Data models are one of the most overlooked software design aspects in Power Systems software,
and in a field that relies on computer simulation, bad designs lead to unnecessary complexity and
bad performance. The need for some sort of canonical data model to share data dates back to the 1950’s with
the first applications of a digital computer to solve the “load flow” problem and appeared in the
literature in a discussion on how to implement a digitial load flow calculator 1.
With the widespread adoption of computer based load flow calculations, myriad solution methods and models
led to a problem of data and model exchange, as illustrated by the following quote:
With the growth in complexity of the interconnected power systems in the 1960’s came a
corresponding growth in the number of load flow programs being used and in the number of
study groups using those programs.
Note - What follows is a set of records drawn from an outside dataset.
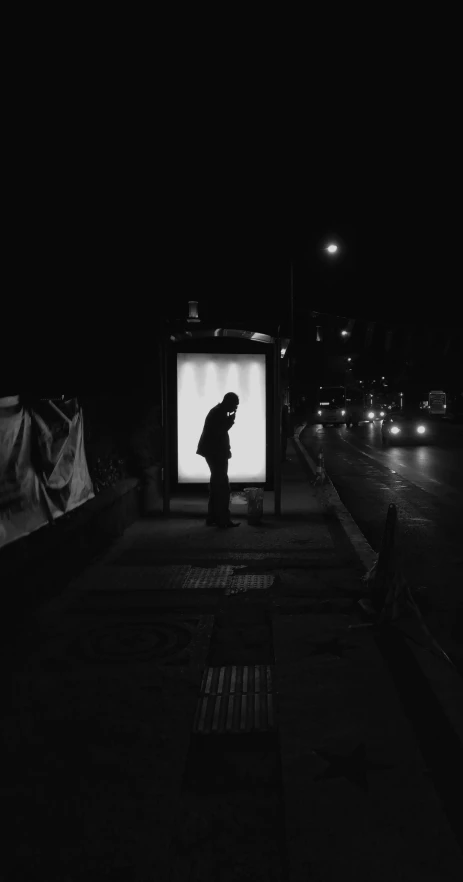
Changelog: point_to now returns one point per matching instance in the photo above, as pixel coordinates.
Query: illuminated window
(202, 381)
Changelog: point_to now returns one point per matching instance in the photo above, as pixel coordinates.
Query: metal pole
(291, 349)
(277, 426)
(165, 428)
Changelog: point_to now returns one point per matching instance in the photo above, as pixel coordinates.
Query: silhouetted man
(214, 445)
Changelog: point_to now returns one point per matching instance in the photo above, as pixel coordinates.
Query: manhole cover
(134, 641)
(235, 699)
(249, 583)
(209, 578)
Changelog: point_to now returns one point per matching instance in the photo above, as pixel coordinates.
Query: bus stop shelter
(198, 365)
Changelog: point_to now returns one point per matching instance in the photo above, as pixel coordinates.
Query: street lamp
(332, 248)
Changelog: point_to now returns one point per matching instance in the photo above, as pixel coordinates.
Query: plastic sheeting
(43, 468)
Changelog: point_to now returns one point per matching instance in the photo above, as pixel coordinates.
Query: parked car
(402, 427)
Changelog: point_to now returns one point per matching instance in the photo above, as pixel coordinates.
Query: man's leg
(211, 515)
(222, 496)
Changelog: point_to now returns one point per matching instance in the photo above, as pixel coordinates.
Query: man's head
(230, 401)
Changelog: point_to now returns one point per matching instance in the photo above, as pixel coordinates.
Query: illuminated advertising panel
(202, 381)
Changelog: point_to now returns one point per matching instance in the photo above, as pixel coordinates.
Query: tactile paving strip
(239, 584)
(235, 699)
(209, 578)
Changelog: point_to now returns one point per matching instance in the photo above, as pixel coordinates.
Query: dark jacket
(214, 441)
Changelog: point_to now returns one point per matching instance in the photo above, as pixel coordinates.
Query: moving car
(338, 405)
(406, 426)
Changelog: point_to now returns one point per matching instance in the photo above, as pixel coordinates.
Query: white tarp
(43, 468)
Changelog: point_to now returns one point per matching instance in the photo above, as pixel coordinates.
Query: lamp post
(332, 248)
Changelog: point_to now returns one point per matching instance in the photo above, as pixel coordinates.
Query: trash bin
(152, 498)
(255, 497)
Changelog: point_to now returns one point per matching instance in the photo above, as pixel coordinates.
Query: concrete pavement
(206, 705)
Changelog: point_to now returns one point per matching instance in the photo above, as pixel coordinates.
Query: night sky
(119, 248)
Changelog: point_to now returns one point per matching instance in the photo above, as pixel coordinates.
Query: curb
(445, 684)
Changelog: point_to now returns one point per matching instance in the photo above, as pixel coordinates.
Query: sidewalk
(196, 707)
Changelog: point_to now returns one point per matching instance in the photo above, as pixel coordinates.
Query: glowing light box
(202, 381)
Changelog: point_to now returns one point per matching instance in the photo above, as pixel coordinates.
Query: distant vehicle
(339, 405)
(437, 403)
(376, 411)
(406, 426)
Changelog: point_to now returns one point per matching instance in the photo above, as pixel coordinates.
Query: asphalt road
(426, 484)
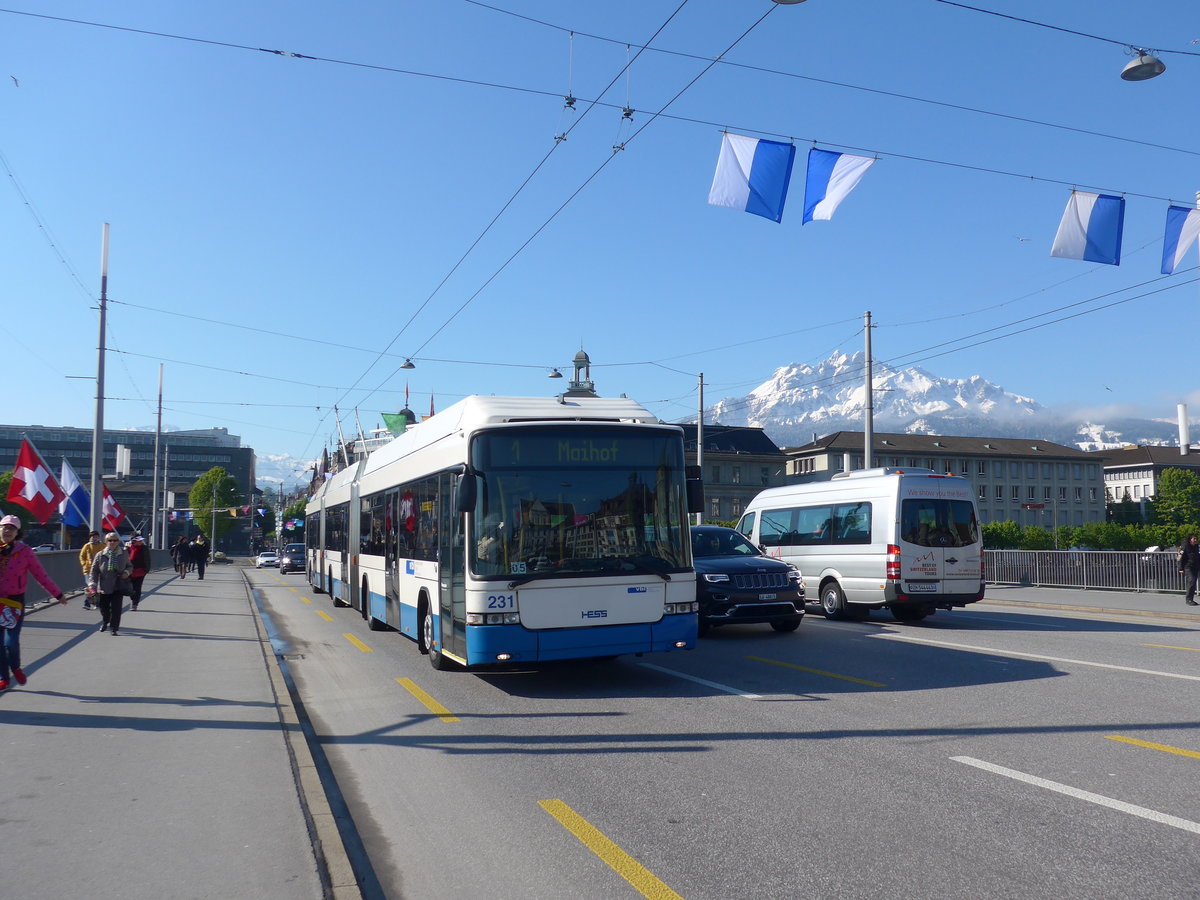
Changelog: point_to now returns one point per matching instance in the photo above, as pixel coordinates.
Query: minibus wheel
(833, 601)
This growth resulted in a need to exchange data at an
increasing rate.
Working Group on Common Format For Exchange of Solved Load Flow
Data 1973
Historically, electric power systems modeling has been the source complex data of requirements.
Most importantly, there has been an explicit division between power systems models based on
their scope. Different models require different simplifications to obtain system insights
that engineers require. These engineering simplifications and assumptions
have also carried over to other fields like energy policy and economics. In this regard, the
most significant model that has informed data processing and sharing is the “load flow” problem
with extension to the singlpe period “economic load flow” problem.
Leon Kirchmayer, in his seminal work about power system economic operation 2, provides
a detailed account about the early use of computers for the economic optimization of power
systems. These rudimentary computational systems were limited to punch cards as the medium
to load data. As a result, the first data models were merely column indexes to physical quantities.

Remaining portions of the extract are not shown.